Israeli software company (defunct)

Jacada was a software and services company that specialized in automating and simplifying customer service operations. The firm, founded by Gideon Hollander, was incorporated December 1990 in Israel as a limited liability company. Jacada operated headquarters in Atlanta, Georgia, and offices in the Americas, Europe, Middle East, and Nordic regions. In 2021, Jacada became a part of Uniphore.

== History ==
Jacada was founded in 1990 by Gideon Hollander in Israel under the company name, Client Server Technology. The original vision of the company was to help organizations leverage and re-use their significant investments in legacy systems. Over the years, Jacada introduced various innovative solutions to simplify customer service operations including agent assisted automation, visual IVR, unified agent desktops, and others.

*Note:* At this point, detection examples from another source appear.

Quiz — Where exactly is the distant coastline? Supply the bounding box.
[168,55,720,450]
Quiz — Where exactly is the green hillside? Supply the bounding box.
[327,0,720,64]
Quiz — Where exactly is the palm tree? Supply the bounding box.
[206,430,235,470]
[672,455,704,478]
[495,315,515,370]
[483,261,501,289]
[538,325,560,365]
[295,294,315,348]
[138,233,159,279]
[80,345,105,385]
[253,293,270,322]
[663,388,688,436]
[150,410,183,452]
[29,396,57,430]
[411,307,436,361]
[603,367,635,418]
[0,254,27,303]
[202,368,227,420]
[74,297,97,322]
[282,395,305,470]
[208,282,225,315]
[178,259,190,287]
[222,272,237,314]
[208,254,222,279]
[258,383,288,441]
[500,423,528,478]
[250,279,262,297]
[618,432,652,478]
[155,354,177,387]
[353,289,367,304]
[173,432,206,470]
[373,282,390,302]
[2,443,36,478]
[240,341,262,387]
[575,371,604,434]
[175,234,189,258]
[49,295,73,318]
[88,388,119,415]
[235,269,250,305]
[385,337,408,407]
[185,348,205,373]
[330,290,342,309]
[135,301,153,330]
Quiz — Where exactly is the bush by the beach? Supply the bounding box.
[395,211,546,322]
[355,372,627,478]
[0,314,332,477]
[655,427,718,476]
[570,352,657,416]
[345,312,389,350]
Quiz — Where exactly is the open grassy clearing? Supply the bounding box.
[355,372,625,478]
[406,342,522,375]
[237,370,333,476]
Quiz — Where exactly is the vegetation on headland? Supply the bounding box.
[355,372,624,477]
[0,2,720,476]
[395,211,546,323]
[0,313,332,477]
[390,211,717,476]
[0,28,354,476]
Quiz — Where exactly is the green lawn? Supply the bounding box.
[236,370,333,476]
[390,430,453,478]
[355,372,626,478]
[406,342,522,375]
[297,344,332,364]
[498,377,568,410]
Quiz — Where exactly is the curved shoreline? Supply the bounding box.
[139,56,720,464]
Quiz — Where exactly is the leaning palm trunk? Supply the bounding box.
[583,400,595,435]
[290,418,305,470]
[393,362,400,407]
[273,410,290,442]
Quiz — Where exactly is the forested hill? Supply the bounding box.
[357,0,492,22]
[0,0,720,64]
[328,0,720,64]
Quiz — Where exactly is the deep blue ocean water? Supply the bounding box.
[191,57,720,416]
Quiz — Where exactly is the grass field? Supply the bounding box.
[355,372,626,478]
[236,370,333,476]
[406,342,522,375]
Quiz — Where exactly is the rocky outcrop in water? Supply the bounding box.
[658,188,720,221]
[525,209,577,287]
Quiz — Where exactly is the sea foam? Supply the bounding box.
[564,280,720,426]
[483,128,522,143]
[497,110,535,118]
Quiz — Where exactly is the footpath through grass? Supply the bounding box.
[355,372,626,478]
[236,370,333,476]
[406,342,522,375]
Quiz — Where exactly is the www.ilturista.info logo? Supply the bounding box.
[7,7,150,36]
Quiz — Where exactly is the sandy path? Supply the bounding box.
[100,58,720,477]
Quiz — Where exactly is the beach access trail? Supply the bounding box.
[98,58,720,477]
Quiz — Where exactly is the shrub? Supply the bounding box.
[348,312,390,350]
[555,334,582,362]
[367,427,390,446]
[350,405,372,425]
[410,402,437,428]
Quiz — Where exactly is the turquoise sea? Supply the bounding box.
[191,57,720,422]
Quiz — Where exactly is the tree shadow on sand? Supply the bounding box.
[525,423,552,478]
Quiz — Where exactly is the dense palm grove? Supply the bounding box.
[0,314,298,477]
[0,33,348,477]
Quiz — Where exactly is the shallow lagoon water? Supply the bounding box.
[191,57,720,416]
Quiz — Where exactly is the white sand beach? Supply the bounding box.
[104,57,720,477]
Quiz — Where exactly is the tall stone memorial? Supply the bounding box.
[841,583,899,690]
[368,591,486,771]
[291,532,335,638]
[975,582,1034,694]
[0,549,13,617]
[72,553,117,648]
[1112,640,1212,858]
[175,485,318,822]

In 1997, the company introduced its first Java-based web-to-host product branded "Jacada". In 1999, Jacada changed the company name from Client Server Technology Ltd. to Jacada Ltd. Jacada went public in October 1999, and traded on Nasdaq under the symbol JCDA.

In January 2008, Jacada sold its "legacy" business to Software AG for $26 million in cash.
 This transaction included the intellectual property and related customer contracts associated with the Jacada "legacy" products [Terminal Emulator, Jacada Studio, Jacada Innovator, Jacada Interface Server and Jacada Integrator]. Under the terms of the transaction, Jacada retained the right to develop, market, sell, and support Jacada Interface Server and Jacada HostFuse in support of its call center solutions business.

In 2021, Jacada was acquired by Uniphore.